When I worked in technology, we often had products that needed improvements. We cleverly devised these fixes and implemented them to find that frequently another patch was required. Eventually, it became unwieldy to maintain all these fixes, and a rethinking was done, leading to a better product and a higher value. It is time to rethink the ethanol program.

Second, the ethanol program has little to do with food security. In 1978, President Jimmy Carter gave ethanol its first boost. Big Ag processors pushed through a subsidy as part of an energy bill to make America less dependent on foreign oil. George W. Bush had a similar motive. “The corn crop is up and we’re less dependent on foreign energy” — another phase from that farm program speech I attended. And Bush’s program grew to become a government-subsided multibillion-dollar industry that, for a while, became a play doll on Wall Street. Why invest in risky free markets when there’s a government-subsidized guaranteed market? As my father once said, Democrats start programs, and Republicans make them bigger.

Yes, some of that field corn is used in our food, less than 5%. The two main products are high-fructose corn syrup and corn chips. (I often remember the satirical article in the Onion praising Doritos for reaching 1 million ingredients.) Nutritionists have come out strongly against these heavily processed foods, even not wanting them labeled as food.
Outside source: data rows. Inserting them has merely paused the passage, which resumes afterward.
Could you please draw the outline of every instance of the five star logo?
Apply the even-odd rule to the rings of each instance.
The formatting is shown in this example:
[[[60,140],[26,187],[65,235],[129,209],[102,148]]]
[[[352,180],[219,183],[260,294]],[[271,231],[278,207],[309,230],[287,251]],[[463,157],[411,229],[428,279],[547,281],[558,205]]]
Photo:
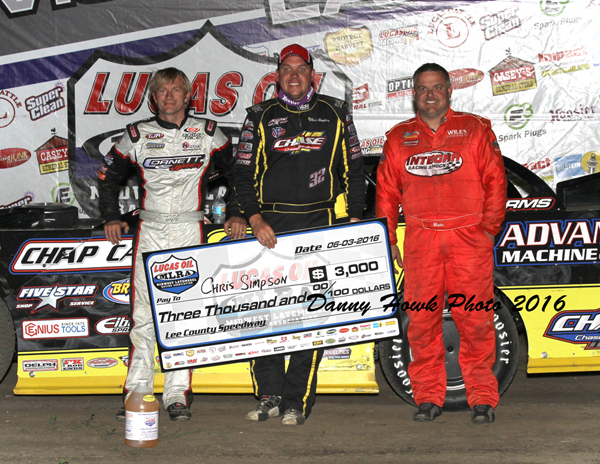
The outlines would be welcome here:
[[[60,285],[56,283],[54,286],[45,287],[22,287],[17,296],[17,300],[32,300],[37,299],[39,303],[31,310],[34,314],[46,306],[49,306],[54,311],[58,312],[58,303],[65,298],[91,298],[96,295],[98,286],[92,285]]]

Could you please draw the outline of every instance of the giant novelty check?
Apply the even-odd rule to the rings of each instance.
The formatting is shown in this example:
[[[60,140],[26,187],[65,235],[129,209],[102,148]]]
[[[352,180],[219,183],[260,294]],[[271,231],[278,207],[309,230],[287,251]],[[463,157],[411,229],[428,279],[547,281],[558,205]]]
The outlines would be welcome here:
[[[379,220],[144,253],[165,370],[399,334]]]

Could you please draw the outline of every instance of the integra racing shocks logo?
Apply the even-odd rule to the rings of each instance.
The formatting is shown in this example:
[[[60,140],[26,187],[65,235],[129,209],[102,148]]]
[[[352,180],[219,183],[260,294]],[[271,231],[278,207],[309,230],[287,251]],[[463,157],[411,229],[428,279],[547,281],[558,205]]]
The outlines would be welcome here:
[[[198,263],[193,258],[179,259],[171,255],[162,263],[152,263],[152,283],[163,292],[180,293],[198,283]]]
[[[405,162],[406,170],[415,176],[443,176],[458,170],[463,164],[459,153],[430,151],[412,155]]]
[[[277,139],[273,142],[273,150],[296,155],[300,152],[319,151],[325,145],[325,132],[304,131],[293,137]]]
[[[544,337],[586,344],[586,350],[600,349],[600,309],[563,311],[552,318]]]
The Renewable Fuels Association was formed shortly after President Carter’s ethanol policy. It’s been around for a long time. Its primary purpose seems not to promote as much as defend the ethanol industry. The aggressively damning style attacking Tolkkinen is a clear reflection of that strategy. And it’s not just journalists the association demeans, but also academic researchers. More of its attention is devoted to lawsuits against the Environmental Protection Agency and against Big Oil, and then, sometimes, it joins the EPA in lawsuits with oil refineries. Any attack is progress and probably rewarded internally. It’s not an organization prone to rethinking.

When President Abraham Lincoln established the U.S. Department of Agriculture, he described it as the Department of the People. This is more than the 20,914 Minnesota ethanol workers. It’s time for the people to have a conversation about ethanol.

James Lenz works in industrial research and development and taught in the University of Minnesota’s Executive MOT program from 1988 to 2003.